While the Ukraine is an IMF member, 'we’ll need someone there to actually discuss these questions with,' the IMF head said.
Russia has upheld the requirements that the International Monetary Fund (IMF) has demanded from the crisis-ridden Ukraine. This is according to Russia’s Finance Minister Anton Siluanov. He said the group of 20 finance ministers had met on the sidelines of their economic forum to discuss opportunities of IMF granting Ukraine loans.
Siluanov said that Russia had agreed with demands that came together with cash injections.“We have previously talked with Ukraine’s economic authorities about the importance of reforming the [national currency] Hrivna rates to make them more flexible, as well as about cutting subsidies, revitalizing the budget and changing domestic [gas] tariffs,” the minister said.
“I think all these issues will stay on the agenda,” he added. ‘We shall see what stance the new government will take.”
Siluanov also spoke favorable about the work of the IMF, saying Russia supported its policies. “The fund has a lot of experience helping countries that have problems with their budget and balance sheet. They have an entire toolkit at their disposal for this sort of occasions, and of course their experience will come in handy when dealing with Ukraine,” the Russian finance chief concluded.
Ukraine has been soliciting an IMF loan worth $15 billion for the past two years. In exchange, Kiev was asked to ease up its Hrivna rates, ratchet up energy tariffs and cut budget debt.
Russian Foreign Minister Sergei Lavrov said on Saturday the opposition in Ukrainehad failed to deliver on the Feb. 21 agreement with President Viktor Yanukovych. The Foreign Ministry said that was the message Lavrov conveyed to his German, Polish and French counterparts - the European Union trio that helped reach the deal between the rival sides in Kiev - on the phone on Saturday
Russian Foreign Minister Sergei Lavrov expressed his deepest concern to the foreign ministers of Germany, France and Poland about the Ukrainian opposition's inability to negotiate on the agreement signed February 21 in Kiev, the Russian Foreign Ministry reports.

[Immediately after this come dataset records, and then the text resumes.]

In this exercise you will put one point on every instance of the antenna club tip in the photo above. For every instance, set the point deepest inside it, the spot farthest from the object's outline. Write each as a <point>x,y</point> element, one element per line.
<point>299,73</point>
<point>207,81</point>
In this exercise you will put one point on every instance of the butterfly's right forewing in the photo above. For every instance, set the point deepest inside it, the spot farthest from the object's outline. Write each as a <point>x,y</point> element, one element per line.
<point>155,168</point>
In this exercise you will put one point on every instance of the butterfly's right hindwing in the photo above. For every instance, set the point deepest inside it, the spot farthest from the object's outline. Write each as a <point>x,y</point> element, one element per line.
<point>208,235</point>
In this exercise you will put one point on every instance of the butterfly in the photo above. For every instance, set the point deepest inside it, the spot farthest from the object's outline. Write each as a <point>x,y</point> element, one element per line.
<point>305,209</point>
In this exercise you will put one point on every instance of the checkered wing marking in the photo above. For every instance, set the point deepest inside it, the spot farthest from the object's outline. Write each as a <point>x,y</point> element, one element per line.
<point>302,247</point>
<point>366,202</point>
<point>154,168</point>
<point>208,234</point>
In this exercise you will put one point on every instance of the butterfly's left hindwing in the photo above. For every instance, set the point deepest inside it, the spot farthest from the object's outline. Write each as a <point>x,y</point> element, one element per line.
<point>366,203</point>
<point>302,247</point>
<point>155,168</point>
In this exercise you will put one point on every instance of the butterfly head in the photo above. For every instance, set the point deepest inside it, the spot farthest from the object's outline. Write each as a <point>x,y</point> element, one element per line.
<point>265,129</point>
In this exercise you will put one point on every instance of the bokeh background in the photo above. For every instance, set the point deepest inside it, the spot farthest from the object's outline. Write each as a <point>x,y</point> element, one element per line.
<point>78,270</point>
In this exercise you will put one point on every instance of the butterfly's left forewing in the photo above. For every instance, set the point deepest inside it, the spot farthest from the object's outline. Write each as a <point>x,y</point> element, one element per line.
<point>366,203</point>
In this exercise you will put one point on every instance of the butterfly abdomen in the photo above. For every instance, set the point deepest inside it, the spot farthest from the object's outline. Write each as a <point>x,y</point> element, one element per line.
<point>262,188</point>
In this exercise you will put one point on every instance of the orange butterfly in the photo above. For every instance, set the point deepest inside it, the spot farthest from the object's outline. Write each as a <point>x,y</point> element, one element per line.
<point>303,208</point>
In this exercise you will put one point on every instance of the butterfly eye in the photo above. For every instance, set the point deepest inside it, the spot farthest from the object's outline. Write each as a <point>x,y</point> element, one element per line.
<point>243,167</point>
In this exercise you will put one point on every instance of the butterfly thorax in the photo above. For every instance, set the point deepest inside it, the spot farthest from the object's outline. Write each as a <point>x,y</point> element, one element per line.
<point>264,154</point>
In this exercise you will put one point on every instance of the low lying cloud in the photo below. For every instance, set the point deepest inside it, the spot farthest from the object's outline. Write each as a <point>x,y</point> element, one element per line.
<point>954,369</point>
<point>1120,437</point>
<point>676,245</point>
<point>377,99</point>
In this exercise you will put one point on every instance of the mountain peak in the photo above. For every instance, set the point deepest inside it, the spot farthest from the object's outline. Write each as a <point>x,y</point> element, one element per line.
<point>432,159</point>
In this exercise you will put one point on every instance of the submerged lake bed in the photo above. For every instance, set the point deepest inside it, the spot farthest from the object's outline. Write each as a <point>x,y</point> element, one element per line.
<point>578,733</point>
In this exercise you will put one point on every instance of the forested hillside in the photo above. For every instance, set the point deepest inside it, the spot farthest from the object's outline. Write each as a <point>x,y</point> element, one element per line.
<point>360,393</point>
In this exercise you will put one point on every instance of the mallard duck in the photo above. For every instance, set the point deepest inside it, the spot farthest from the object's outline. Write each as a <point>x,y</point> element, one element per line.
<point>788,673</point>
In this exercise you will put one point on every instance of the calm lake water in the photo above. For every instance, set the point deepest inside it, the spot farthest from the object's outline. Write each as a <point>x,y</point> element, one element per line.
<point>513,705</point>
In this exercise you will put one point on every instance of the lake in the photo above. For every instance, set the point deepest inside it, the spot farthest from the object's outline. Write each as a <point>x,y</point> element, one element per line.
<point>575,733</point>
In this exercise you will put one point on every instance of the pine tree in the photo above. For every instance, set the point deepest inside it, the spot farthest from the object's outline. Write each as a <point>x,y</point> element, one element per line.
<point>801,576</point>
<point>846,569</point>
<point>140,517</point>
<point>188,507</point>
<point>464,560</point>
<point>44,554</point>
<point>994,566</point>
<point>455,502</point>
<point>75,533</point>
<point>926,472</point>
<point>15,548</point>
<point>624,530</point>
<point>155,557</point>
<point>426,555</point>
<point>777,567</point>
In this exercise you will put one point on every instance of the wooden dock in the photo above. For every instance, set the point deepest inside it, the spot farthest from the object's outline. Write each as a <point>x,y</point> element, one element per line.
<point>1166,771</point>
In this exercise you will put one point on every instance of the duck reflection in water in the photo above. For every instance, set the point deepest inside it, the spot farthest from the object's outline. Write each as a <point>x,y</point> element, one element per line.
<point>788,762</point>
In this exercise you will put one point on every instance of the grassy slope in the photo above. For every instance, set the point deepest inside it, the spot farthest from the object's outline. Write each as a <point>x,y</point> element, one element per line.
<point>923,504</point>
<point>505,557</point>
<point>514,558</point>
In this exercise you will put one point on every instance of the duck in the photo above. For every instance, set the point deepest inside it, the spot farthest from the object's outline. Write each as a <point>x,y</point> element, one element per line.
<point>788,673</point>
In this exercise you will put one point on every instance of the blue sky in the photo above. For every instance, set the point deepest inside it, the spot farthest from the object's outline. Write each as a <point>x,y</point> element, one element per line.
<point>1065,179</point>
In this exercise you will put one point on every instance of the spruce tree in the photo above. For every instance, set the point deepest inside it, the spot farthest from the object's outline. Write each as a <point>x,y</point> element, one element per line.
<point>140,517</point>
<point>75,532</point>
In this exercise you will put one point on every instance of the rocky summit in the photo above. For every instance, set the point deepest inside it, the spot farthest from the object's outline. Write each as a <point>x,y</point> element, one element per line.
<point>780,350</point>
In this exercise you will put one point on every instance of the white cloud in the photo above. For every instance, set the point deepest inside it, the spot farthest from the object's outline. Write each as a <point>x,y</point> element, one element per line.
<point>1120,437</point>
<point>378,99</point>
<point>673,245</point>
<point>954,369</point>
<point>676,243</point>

In a telephone conversation with his European colleagues, Lavrov "expressed the gravest concern about the opposition's inability to negotiate on the agreement signed February 21 in Kiev."
"The opposition has only failed to meet any of the conditions, but still it puts forward new requirements, led by armed extremists and thugs whose actions pose a direct threat to the sovereignty and constitutional order of the Ukraine," the Foreign Ministry website stated Saturday.
Russia will make a decision about sending the next instalment of financial aid to Ukraine after a new government is formed in Kiev, Russian Minister of Finance Anton Siluanov told journalists.
He said that the Russian government discussed buying 2bln Ukrainian Eurobonds last week but, as the political situation has changed dramatically, Russia should be aware what Ukrainian government it is going to deal with, so we intend to wait until a new government is formed and its policy has taken shape. After that Russia will act respectively, Anton Siluanov said.
Russian Foreign Minister Sergei Lavrov told US Secretary of State John Kerry on Saturday that the peace deal signed in Ukraine had been "sharply degraded by opposition forces' inability or lack of desire" to respect it, the ministry said.
"Illegal extremist groups are refusing to disarm and in fact are taking Kiev under their control with the connivance of opposition leaders," Lavrov told Kerry by telephone, according to a Russian Foreign Ministry statement.
Lavrov "reminded" Kerry that President Vladimir Putin had urged US President Barack Obama during an earlier call to "use every opportunity to stop the illegal actions of radicals and return the situation to constitutional channels", it said.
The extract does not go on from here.